Rhin supérieur – Grande Région

Sonia Lavadinho

« Un patchwork de pays où la diversité engendre une grande richesse »

Fondatrice de l’agence d’urbanisme suisse Bfluid, spécialisée dans la prospective et l’expertise en mobilité et en développement territorial, Sonia Lavadinho orchestre depuis avril dernier la concertation sur la mobilité lancée par la métropole du Grand Nancy. Experte reconnue au Canada, en Amérique latine et en Europe, elle pose son regard d’anthropologue sur les pôles frontaliers de la Grande Région et du Rhin supérieur.

Sonia Lavadinho

Les lisières sont fertiles

Le bassin versant du Rhin constitue le plus grand corridor d’Europe depuis le paléolithique. Aujourd’hui encore, il forme l’une des plus grandes concentrations de passage d’humains et de fret.
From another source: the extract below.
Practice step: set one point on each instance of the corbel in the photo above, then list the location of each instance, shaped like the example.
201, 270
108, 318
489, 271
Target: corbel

En termes de mobilité, le grand enjeu est celui de la transversalité : il est plus facile de le descendre que de circuler de part et d’autre d'un fleuve qui fait office de frontière. De nos jours, le patchwork de pays qui compose ces espaces ne favorise pas la gouvernance, mais cette diversité a généré une grande richesse. Du nord au sud, des villes-Etats comme Luxembourg ou Bâle ont su tirer parti de leur position sur les lisières, qui sont toujours des espaces fertiles.

S’amarrer à ses différences

Les territoires qui composent ces espaces sont foncièrement différents. L’enjeu n’est pas de les couturer, mais de les connecter les uns aux autres sans gommer les différences. L’agglomération de Bâle constitue un exemple parfait de coopération tripartite bien orchestrée depuis trente ans. Les relations sont complexes, mais les frontières sont fluides et la continuité des transports y est assurée jusque dans la tarification. Cet exemple inspire aujourd’hui l’agglomération de Strasbourg-Kehl. L’intégration est par contre bien moins avancée à la frontière luxembourgeoise.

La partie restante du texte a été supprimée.